Jane bit her lip and did not answer. In the dawn light, with her hair tucked under a Ouray High cap, she looked sixteen again, and I remembered how ethereal she had been, always pale, dreamy-eyed, sort of floating on the outskirts of our family. Before Dennis and the kids had worn her down, she’d been a blond angel.
“I used to think you looked like an angel,” I said.
“Not anymore?” she said slyly.
“No, but …,” I said.
“I don’t mind being a fat mom,” she said matter-of-factly. “Nobody saw me when I was perfect. I was invisible. Now I’m in the middle of everything. I’m the anchor.”

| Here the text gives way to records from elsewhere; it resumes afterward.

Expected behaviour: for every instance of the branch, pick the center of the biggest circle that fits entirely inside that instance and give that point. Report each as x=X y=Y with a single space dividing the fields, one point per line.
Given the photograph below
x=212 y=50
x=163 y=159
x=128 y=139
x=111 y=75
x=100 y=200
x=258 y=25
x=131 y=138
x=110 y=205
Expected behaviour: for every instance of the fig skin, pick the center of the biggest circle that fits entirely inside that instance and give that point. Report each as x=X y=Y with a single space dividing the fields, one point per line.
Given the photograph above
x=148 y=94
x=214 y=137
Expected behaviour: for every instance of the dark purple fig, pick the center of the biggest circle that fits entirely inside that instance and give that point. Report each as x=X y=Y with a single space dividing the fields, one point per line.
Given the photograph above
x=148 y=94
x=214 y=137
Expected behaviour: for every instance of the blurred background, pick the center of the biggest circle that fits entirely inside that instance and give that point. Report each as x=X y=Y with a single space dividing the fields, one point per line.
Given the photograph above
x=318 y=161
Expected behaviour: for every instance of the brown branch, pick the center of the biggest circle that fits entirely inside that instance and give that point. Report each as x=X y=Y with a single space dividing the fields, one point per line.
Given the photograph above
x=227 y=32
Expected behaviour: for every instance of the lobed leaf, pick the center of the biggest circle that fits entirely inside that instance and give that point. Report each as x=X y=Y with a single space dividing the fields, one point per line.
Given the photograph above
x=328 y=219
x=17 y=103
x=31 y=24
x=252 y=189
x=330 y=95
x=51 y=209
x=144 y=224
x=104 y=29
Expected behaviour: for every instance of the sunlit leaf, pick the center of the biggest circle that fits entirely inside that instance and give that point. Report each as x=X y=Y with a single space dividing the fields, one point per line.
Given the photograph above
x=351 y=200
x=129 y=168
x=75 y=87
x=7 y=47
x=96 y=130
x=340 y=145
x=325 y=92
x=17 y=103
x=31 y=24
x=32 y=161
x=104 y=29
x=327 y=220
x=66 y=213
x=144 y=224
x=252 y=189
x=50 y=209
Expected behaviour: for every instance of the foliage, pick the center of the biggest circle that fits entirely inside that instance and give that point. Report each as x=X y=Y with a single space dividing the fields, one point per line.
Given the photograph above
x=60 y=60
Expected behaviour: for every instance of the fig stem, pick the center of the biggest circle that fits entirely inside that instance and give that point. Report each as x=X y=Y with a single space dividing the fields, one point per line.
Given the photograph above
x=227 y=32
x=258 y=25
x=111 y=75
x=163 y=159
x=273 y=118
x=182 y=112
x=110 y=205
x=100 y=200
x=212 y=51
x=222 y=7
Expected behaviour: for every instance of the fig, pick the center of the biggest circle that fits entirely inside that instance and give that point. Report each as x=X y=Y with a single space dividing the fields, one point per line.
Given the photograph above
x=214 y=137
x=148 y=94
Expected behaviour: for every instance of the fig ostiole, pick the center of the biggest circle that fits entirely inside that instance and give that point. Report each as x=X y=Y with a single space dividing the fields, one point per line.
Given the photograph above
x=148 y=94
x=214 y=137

“The heart,” I said, moved.
“Yup,” said Jane. She put her shoulders back, and I saw in this gesture how proud she was of what she’d accomplished.
“I’m proud of you,” I said.
“Thanks. I’m proud of you, too,” said Jane.
“For what?”
“For accepting your life,” she said. I was silent, chewing that one over. I hadn’t accepted my life at all, which was the problem, I saw now. But wasn’t striving for your dreams supposed to be a good thing?
“I haven’t accepted it,” I said.
Jane drove to the trailhead and pulled the brake. She gathered our backpacks, which she’d filled with sandwiches, trail mix, and lemonade. “Let’s go,” she said.
“Hold on,” I said. “I said I haven’t accepted it. I want a baby and I fucking deserve one, just as much as you do.”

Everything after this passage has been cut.